Is narrow-band imaging a useful tool in screening colonoscopy performed by an experienced endoscopist? A prospective randomised study on 533 patients

Autor: Mateusz Koziej, Krzysztof M. Jarus, Tomasz Romańczyk, Marcin Romanczyk, Hubert Bołdys
Jazyk: angličtina
Rok vydání: 2018
Předmět:
Zdroj: Gastroenterology Review, Vol 13, Iss 3, Pp 206-212 (2018)

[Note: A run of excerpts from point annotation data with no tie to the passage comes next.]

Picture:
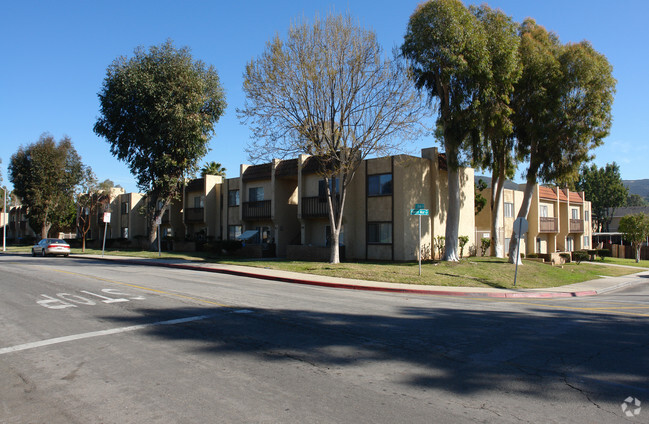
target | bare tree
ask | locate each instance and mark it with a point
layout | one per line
(328, 91)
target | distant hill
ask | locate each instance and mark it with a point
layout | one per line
(640, 187)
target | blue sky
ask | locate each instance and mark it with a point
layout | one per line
(55, 54)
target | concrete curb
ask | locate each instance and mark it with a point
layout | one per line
(369, 287)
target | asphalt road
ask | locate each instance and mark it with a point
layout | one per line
(92, 342)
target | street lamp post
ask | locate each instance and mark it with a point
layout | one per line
(4, 221)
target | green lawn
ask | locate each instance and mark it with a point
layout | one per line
(619, 261)
(471, 272)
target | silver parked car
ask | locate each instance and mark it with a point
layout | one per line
(47, 247)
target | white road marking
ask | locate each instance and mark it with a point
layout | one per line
(64, 339)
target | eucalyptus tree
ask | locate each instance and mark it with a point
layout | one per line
(45, 175)
(605, 190)
(158, 111)
(91, 195)
(562, 108)
(636, 230)
(213, 168)
(446, 46)
(494, 149)
(328, 90)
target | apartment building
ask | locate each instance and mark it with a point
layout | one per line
(559, 220)
(283, 204)
(280, 209)
(201, 209)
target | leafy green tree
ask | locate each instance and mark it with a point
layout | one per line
(636, 230)
(158, 111)
(328, 91)
(213, 168)
(562, 108)
(494, 149)
(91, 196)
(480, 201)
(446, 46)
(605, 190)
(45, 175)
(635, 200)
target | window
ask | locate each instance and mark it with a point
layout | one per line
(233, 198)
(328, 236)
(263, 236)
(255, 194)
(322, 189)
(379, 232)
(234, 230)
(379, 185)
(544, 210)
(199, 202)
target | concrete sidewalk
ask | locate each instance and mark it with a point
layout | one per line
(586, 288)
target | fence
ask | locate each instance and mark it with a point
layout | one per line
(625, 251)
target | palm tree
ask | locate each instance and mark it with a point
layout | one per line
(213, 168)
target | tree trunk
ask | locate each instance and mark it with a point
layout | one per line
(45, 229)
(497, 187)
(153, 227)
(514, 256)
(452, 215)
(334, 257)
(336, 207)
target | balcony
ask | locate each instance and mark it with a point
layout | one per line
(256, 210)
(548, 225)
(314, 207)
(576, 226)
(194, 215)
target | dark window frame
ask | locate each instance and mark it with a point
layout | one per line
(237, 197)
(379, 224)
(381, 185)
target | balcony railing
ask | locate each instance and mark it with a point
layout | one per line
(256, 210)
(576, 226)
(549, 225)
(194, 214)
(314, 207)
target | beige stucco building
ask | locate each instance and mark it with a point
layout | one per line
(558, 220)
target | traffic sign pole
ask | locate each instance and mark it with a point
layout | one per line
(419, 245)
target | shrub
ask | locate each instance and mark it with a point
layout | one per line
(485, 243)
(463, 241)
(580, 255)
(440, 243)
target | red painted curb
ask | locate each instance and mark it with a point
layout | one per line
(519, 295)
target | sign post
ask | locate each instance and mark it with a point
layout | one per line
(419, 211)
(4, 223)
(106, 221)
(520, 228)
(158, 222)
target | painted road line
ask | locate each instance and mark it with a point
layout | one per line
(209, 302)
(81, 336)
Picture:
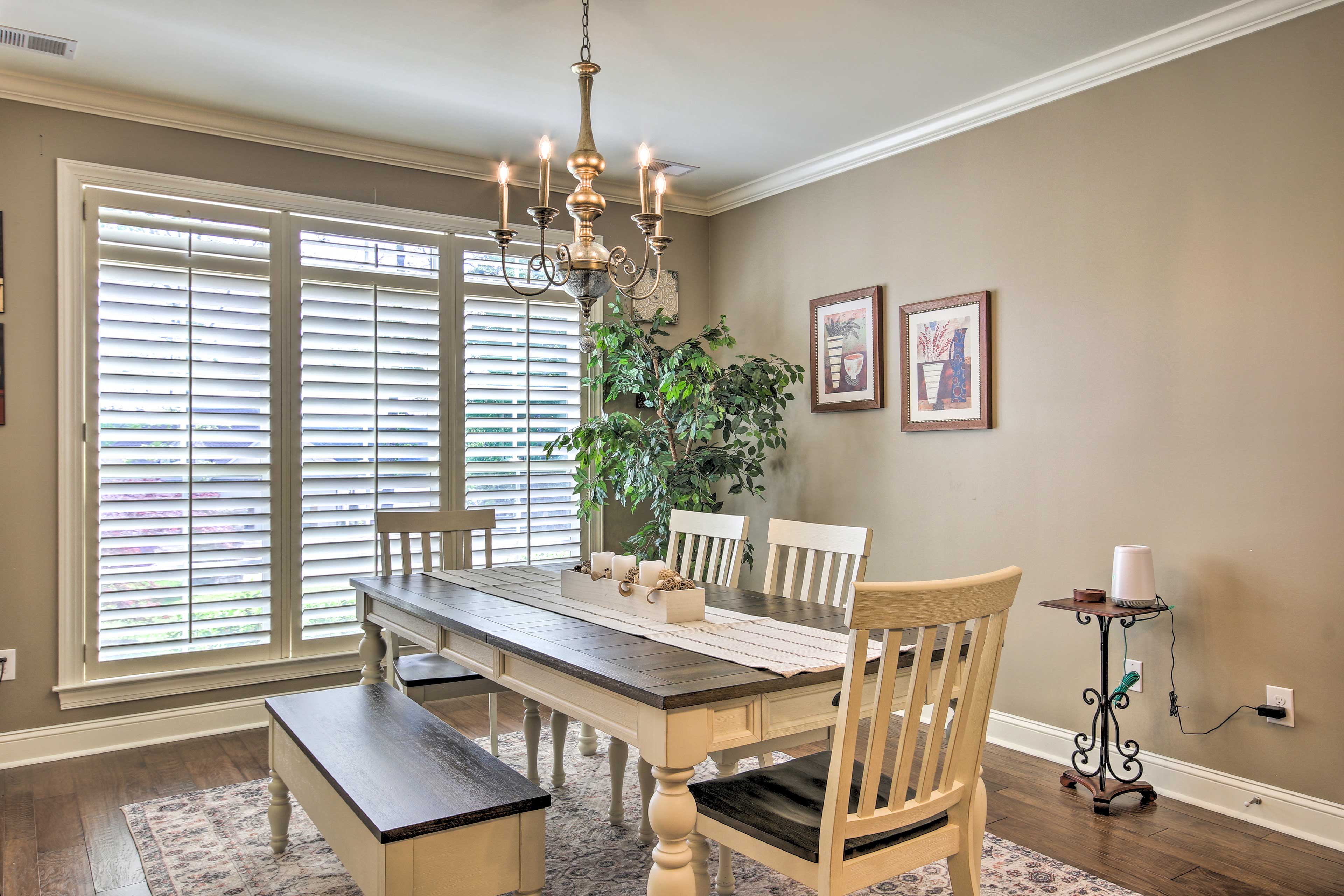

Przegla̜d Gastroenterologiczny
ISSN: 1897-4317
1895-5770
Popis: Introduction: The detection of adenomas is the basic goal for colorectal cancer screening programs; therefore, every possibility to improve the adenoma detection rate is valuable. Aim: To answer the question of whether narrow-band imaging (NBI) can enhance detection quality in screening for colonoscopy. Material and methods: A group of 533 patients (202 men: 331 women; average age: 56.1 years) included in a colorectal cancer screening program were randomised into two groups (NBI n = 266 and white light (WL) n = 267). Five hundred and twentyseven patients were finally included in the assessment. Examinations were performed by three experienced colonoscopists. The NBI was used only at the withdrawal of the instrument. Results: Comparing WL and NBI colonoscopies, differences in the mean number of detected polyps per patient (1.36 ±2.79 WL vs. 1.65 ±2.11 NBI; p = 0.012), polyp detection rate (PDR) (48.5% WL vs. 57.2% NBI; p = 0.049), PDR for polyps ≤ 5 mm (44.7% WL vs. 54% NBI; p = 0.033), and PDR for left-sided polyps (43.3% WL vs. 52.7% NBI; p = 0.033) were observed. The difference in adenoma detection rate (ADR) as well as in adenomas/patient was not significant. Narrow-band imaging enhanced significantly one of three operators’ ADR (15.6% WL vs. 25.7% NBI; p = 0.038). Conclusions: It seems that NBI improves only detection of hyperplastic polyps, especially those that are diminutive and left-sided. However, after analysis of particular endoscopists, it can clearly be seen that some of them may benefit from NBI.